Sarvam AI launches first LLM developed in India for local languages, built with NVIDIA AI
Bangalore, India: Friday, October 25, 2024: Created with NVIDIA NeMo software and trained on NVIDIA Hopper GPUs, Sarvam 1 model delivers efficient support for 11 languages to advance generative AI development across the nation.

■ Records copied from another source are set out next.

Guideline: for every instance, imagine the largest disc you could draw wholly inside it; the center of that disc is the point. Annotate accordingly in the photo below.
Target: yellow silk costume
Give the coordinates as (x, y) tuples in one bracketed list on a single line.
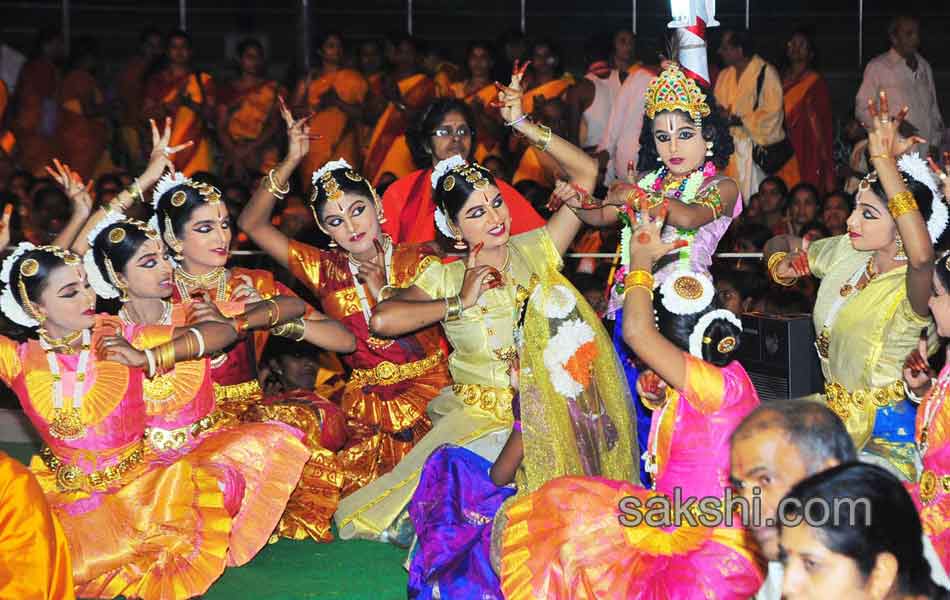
[(34, 558), (476, 412), (871, 336)]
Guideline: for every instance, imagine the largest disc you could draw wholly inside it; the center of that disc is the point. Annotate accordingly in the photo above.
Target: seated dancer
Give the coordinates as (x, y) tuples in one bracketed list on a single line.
[(854, 552), (259, 464), (598, 538), (393, 380), (479, 301), (34, 560), (137, 524), (445, 129), (932, 436), (873, 298)]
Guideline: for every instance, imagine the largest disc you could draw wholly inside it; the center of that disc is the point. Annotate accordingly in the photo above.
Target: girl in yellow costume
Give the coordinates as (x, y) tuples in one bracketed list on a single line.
[(479, 301), (137, 525), (392, 380), (872, 302)]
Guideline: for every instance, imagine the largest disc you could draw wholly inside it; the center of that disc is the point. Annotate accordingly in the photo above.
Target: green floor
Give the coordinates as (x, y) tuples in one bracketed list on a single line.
[(304, 570)]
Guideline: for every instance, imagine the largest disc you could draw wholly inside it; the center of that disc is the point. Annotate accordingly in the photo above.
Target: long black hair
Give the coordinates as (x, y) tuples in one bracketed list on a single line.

Sarvam AI has developed Sarvam 1, India’s first home-grown large multilingual language model (LLM), built entirely on NVIDIA technology. Sarvam 1 is a 2-billion-parameter model, trained on 4 trillion tokens curated by Sarvam on NVIDIA H100 Tensor Core GPUs. Its custom tokenizer is up to four times more efficient than leading
English-trained models on Indian language text. Sarvam 1 supports 11 languages: Bengali, Gujarati, Hindi, Marathi, Malayalam, Kannada, Oriya, Tamil, Telugu, Punjabi, and English.
Sarvam 1 is already powering generative AI agents and other applications from Sarvam AI. Developers can use the base model — available on Hugging Face — to build their own generative AI applications for Indic language speakers.
“The Sarvam 1 model is the first example of an LLM trained from scratch with data, research,
and compute being fully in India”, said Dr. Pratyush Kumar, Co-Founder, Sarvam. He added; “We expect it to power a range of use cases including voice and messaging agents. This is the beginning of our mission to build full stack sovereign AI. We are deeply excited to be working together with NVIDIA towards this mission”.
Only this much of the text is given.